D'un souffle gracieux, presque révérencieux, elle éteignit les petites flammes qui brûlaient à l'extrémité des bougies. Puis elle sourit. Loris demeura à genoux sur le carreau de soie, mais une envie brutale de se lever pour partir lui démangea les genoux. Daisy avait interrompu ce rituel, comme elle en avait interrompu des centaines d'autres au cours des années qui s'étaient écoulées. Toujours avec calme, et délicatesse, si bien qu'on aurait pu croire qu'il n'y avait rien de mauvais là-dedans. Mais Daisy blasphémait. Consciemment, et Loris s'en était rendu compte depuis quelques mois. Son amie avait toujours été l'être vivant le plus dévoué qui soit -peut-être même plus que son défunt maître. Alors pourquoi, depuis quelques temps, son âme lui semblait-elle de plus en plus... noire ?

"Le rituel est terminé, déclara Daisy en se levant de sa position accroupie. Ouh, la terre est vraiment basse... Tu viens ? Je vais aller rendre visite aux malades et aux blessés.

-J'arrive, murmura Loris en rangeant lentement les bougies éteintes dans une boîte, qu'il glissa sous l'autel. J'arrive..."

Daisy l'observa un moment, son regard oscillant entre chaleur et avertissement, puis elle se retourna et quitta l'église de ce pas alerte et léger qu'elle avait encore. Ses longs cheveux de soleil dansèrent derrière elle. Lorsqu'elle fut partie, Loris joignit les mains devant lui et, devant l'autel que Daisy avait fait recouvrir d'une nappe sans effigie, il se mit à prier.

"Divine Célestelle, Délivrez Votre fille du tourment dans lequel elle est plongée... Vous qui êtes la Mère protectrice de tout ceux qui vivent, qui connaissez chacun d'entre nous, Sauvez Daisy des ténèbres dans lesquels elle plonge au fur et à mesure des jours... Je Vous en prie..."
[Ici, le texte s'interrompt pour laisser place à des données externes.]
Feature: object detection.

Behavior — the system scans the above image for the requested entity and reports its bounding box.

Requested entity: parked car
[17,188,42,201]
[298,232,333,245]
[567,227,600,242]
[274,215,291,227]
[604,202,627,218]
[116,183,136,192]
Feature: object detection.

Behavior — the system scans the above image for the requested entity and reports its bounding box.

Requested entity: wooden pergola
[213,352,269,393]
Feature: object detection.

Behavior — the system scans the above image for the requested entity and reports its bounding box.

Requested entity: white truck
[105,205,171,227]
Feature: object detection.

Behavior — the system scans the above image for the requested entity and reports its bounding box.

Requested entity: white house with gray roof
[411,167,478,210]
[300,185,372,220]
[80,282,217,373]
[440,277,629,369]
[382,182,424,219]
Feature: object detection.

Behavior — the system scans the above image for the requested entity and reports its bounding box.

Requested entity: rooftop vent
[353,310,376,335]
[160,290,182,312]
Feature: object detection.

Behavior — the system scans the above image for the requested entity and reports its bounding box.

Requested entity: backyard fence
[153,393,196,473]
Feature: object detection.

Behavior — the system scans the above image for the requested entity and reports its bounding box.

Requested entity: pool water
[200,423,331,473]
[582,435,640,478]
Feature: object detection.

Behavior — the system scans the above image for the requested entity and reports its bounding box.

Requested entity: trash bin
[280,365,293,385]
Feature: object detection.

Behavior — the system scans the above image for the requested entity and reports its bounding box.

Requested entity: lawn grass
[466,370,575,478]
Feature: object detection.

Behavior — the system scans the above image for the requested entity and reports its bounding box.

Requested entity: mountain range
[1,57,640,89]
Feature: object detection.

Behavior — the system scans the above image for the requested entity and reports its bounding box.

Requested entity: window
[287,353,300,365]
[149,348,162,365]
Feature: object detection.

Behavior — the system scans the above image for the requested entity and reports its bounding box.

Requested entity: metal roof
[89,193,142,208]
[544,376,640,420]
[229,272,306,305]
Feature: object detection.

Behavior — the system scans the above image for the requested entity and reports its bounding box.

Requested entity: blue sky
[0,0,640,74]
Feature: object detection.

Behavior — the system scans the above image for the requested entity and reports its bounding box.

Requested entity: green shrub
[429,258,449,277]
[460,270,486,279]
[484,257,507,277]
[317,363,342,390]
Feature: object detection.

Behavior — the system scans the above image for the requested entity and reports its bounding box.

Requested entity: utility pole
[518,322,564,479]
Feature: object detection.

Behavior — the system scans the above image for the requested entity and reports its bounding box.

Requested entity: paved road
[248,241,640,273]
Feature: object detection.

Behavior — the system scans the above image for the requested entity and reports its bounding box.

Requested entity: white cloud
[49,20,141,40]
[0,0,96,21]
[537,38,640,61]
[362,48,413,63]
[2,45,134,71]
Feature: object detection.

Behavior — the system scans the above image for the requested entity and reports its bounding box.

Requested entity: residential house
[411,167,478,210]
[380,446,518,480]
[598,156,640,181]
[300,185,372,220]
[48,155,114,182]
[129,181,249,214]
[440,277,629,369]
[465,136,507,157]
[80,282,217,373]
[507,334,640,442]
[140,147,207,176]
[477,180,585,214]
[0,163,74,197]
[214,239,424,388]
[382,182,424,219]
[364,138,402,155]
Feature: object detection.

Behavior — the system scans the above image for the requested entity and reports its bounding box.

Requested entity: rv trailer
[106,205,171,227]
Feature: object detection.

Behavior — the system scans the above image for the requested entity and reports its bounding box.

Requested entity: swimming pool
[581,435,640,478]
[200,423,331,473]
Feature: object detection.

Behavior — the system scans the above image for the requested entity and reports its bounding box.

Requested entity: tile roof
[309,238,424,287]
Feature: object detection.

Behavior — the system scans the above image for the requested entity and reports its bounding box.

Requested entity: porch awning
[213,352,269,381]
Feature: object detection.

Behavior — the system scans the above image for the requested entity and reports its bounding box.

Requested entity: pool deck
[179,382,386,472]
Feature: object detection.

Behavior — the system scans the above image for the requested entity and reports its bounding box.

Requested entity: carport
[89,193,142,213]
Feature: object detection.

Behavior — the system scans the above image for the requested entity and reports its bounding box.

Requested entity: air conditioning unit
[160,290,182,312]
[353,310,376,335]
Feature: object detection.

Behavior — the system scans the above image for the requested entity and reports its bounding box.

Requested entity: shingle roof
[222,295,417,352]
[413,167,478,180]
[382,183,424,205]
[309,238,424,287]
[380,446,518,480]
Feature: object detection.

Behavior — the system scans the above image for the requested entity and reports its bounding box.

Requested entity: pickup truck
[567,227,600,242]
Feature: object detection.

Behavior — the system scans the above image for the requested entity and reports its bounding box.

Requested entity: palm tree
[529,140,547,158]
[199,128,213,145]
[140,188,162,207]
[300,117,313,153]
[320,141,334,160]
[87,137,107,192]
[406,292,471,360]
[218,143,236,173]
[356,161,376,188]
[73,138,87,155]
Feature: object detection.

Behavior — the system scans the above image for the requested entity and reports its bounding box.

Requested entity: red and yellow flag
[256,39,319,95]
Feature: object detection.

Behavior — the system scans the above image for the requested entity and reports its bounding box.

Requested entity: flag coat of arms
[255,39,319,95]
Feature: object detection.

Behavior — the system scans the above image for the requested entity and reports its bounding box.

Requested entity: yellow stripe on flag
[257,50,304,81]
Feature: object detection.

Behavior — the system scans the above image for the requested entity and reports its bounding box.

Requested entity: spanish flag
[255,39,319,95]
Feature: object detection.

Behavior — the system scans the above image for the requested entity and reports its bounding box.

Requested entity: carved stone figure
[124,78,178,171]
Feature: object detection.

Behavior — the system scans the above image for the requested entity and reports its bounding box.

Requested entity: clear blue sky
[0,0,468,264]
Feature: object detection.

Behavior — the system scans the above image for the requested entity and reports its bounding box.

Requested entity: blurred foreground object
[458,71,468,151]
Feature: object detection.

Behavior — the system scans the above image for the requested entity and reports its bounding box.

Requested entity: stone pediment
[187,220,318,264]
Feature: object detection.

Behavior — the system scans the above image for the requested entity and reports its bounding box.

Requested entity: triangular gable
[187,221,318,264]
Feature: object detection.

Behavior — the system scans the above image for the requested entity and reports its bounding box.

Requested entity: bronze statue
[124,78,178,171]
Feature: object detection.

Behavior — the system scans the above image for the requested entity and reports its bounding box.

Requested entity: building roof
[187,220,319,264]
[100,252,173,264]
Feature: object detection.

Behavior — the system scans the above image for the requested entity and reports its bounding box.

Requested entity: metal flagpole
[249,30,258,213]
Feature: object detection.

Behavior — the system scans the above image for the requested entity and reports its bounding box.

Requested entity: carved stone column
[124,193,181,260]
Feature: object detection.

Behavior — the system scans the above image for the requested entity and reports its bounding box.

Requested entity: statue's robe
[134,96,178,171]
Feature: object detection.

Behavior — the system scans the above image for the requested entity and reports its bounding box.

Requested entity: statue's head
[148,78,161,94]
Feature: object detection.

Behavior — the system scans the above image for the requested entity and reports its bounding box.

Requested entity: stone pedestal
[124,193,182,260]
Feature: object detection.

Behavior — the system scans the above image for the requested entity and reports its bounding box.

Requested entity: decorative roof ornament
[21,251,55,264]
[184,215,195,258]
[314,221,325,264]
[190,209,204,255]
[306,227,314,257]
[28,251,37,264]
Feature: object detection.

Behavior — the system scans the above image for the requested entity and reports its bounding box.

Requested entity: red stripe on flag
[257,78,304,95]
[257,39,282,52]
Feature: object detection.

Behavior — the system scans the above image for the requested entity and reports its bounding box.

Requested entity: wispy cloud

Car Daisy, au fur et à mesure que les années s'étaient amoncelées la perte de ses pouvoirs, sombrait dans le blasphème et la férocité. Loris n'aurait jamais cru que la perte de son peuple et de son essence aurait pu la plonger dans un désespoir aussi noir, mais il en était persuadé, désormais. Elle avait renié sa Déesse. Pire encore, il savait qu'une fygg était tombée à Port Ehcep, et que son amie ne l'avait pas encore retrouvée. Il n'osait imaginer ce qu'il pourrait advenir si jamais ça arrivait.
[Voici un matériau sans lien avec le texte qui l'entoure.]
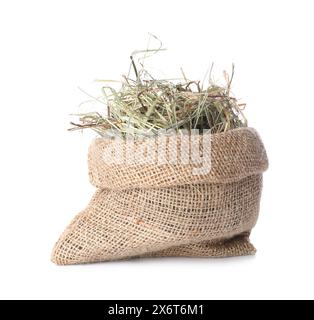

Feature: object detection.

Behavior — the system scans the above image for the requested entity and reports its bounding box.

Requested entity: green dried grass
[69,43,247,136]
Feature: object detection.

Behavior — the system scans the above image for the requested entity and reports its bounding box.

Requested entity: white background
[0,0,314,299]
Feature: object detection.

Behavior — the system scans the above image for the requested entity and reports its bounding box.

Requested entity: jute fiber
[52,128,268,265]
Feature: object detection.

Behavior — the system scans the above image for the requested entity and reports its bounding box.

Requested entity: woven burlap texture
[52,128,268,265]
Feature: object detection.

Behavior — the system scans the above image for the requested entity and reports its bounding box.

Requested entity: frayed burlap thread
[52,128,268,265]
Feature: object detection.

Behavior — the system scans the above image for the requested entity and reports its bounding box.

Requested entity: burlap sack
[52,128,268,265]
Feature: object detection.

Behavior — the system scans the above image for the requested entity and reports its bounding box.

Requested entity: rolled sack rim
[88,127,268,190]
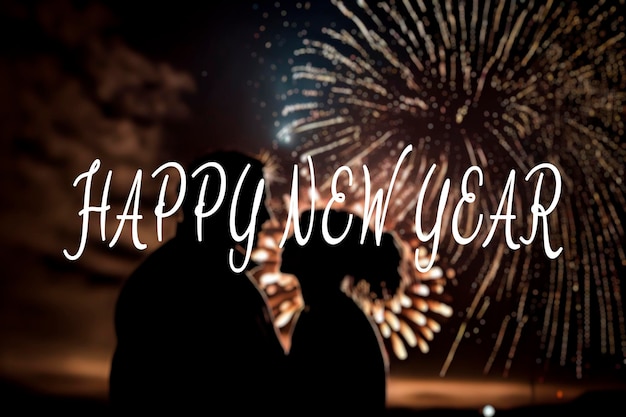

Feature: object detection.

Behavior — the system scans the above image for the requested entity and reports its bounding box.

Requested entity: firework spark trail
[254,0,626,377]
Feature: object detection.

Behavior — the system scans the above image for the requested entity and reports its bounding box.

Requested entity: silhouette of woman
[281,211,401,415]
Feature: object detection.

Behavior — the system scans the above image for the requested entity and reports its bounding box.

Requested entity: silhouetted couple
[110,152,400,415]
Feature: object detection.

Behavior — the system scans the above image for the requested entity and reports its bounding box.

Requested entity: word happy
[63,145,563,272]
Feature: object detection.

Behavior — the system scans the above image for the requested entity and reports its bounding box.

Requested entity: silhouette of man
[281,210,401,416]
[110,151,284,414]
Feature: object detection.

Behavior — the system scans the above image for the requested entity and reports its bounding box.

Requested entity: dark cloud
[0,1,195,275]
[0,1,196,396]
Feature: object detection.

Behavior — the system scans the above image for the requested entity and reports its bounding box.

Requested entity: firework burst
[250,0,626,377]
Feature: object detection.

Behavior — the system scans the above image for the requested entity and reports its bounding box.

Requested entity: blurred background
[0,0,626,415]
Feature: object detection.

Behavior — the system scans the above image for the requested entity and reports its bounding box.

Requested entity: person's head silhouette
[281,210,402,302]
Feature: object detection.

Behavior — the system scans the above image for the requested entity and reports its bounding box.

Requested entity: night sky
[0,0,626,412]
Loris se tourna vers la porte de l'église, tressaillit en constatant que son amie se trouvait sur le seuil, auréolée dans la lumière du soleil couchant. Mais cette vision n'avait rien de céleste, ou d'apaisant. Cette vision était terrifiante. Car le flot de soleil éclaboussait le mur derrière elle, lui faisant comme deux grands excroissances en forme d'ailes. D'autres lambeaux créaient comme des chaînes qui partaient de ses chevilles et de ses poignets.

Daisy regarda Loris, et une lueur mauvaise, joueuse, brilla encore dans ses yeux verts. Et puis, elle s'en alla.

Le coeur battant de peur, Loris joignit de nouveau les mains et modifia sa prière :

"Aquila, élève de Corvus et maître de Daisy, je vous en prie, sauvez votre disciple de l'amertume qui la ronge... Avant qu'un jour elle brise ses chaînes et que le monde soit en danger..."

Car, une nouvelle fois, la sauveuse des mortels avait cessé de prier.